Caro ragazzo
graffi sulle vetrine e luci blu
che corrono dietro ai cani randagi
ai sogni smagnetizzati
a tutte queste meteore ubriache
che attraversano le nostre strade
scomposte
le tastiere dei computer
le notti impolverate
rincorrendo albe senza serratura
e lune di plastica che svendono
abbonamenti scaduti
eppure, ci vogliamo bene
ci vogliamo male
a modo nostro
a modo nostro
a modo nostro
con tanto rumore
E’ una voce che viene dalla strada, dal fondo delle notti impolverate, dalle tastiere consumate di computer lasciati accesi, dai cani randagi che si rincorrono senza un apparente e valido motivo. Voce di una generazione senza serrature, voce di sogni smagnetizzati e di albe che non portano da nessuna parte, ma che continuano, ostinatamente, a spuntare.
Come una promessa.
Oppure come una beffa.
Il rumore non è solo un elemento acustico, il rumore è una condizione emotiva, un sottofondo che accompagna i giorni e le relazioni, una colonna sonora di distorsioni, di ruggiti urbani, di vite in apnea. Parole crude, chitarre taglienti, sezioni ritmiche che somigliano a corse a perdifiato nel cuore della notte.
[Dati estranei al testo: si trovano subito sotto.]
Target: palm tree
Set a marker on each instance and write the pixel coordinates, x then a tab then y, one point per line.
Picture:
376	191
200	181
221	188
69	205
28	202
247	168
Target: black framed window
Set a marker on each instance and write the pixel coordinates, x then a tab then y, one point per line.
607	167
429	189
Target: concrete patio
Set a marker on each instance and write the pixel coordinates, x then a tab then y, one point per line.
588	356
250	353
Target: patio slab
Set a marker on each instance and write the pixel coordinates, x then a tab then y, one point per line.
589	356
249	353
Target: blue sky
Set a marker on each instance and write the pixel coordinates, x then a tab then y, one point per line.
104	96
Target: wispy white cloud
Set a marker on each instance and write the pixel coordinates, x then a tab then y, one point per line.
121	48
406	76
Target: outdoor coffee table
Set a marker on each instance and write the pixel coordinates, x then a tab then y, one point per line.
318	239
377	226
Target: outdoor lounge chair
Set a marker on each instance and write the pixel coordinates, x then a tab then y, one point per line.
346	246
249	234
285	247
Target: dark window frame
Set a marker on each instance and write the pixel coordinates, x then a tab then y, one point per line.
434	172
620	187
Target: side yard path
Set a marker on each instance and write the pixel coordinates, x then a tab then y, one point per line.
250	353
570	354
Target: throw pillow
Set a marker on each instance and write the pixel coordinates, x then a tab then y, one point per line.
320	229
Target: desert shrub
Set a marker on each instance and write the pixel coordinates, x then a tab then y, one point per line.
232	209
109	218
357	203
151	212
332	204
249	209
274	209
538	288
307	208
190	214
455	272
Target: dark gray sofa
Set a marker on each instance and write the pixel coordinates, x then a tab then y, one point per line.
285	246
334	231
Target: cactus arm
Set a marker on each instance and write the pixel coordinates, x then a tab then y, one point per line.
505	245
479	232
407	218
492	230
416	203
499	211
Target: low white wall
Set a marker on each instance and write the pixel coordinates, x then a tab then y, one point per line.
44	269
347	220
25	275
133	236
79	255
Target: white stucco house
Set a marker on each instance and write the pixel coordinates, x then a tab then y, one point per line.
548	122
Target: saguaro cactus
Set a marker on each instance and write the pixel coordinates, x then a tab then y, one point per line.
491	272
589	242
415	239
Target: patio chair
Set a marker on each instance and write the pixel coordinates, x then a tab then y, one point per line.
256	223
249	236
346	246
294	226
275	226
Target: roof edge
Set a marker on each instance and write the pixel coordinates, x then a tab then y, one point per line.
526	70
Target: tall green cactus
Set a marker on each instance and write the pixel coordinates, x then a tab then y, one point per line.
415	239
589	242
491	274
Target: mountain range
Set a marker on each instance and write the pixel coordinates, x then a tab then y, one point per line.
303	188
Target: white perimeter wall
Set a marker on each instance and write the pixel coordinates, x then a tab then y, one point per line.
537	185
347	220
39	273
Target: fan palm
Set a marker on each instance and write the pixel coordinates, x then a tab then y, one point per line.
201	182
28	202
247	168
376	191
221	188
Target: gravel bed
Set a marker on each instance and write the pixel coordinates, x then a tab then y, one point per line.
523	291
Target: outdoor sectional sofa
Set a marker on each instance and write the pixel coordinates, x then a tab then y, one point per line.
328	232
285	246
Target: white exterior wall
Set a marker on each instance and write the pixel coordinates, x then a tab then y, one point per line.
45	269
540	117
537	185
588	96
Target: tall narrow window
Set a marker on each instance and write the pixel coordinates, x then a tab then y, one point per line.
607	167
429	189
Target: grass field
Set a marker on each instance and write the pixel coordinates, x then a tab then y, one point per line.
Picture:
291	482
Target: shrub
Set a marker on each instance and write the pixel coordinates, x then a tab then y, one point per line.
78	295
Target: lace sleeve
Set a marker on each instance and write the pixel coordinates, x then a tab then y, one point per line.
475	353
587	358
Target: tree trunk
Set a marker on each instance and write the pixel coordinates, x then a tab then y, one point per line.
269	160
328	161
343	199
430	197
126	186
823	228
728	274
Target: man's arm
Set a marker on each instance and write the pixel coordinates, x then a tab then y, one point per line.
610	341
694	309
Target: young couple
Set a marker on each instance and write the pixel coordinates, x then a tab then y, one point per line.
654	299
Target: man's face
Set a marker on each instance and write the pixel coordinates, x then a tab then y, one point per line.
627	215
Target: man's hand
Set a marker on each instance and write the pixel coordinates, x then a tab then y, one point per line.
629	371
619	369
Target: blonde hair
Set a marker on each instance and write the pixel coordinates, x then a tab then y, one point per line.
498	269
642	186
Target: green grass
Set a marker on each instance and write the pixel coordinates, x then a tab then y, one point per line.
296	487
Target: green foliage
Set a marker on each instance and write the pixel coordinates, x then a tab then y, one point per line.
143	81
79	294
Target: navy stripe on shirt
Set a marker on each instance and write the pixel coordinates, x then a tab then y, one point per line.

Sotto il segno di una città che non dorme più, che cerca varchi, fessure, crepe e passaggi segreti, che non offre redenzione, che non si rifugia nel semplice sentimentalismo, ma che sceglie, visceralmente, il disincanto, come una dichiarazione d’amore storta, sbilenca e sincera; sincera, proprio perché imperfetta.
Il rumore dei pensieri, il rumore delle parole taciute, il rumore dei sogni accantonati, il rumore degli errori ripetuti.
Il rumore che diventa segno di appartenenza, un modo, tutto nostro, per volerci bene.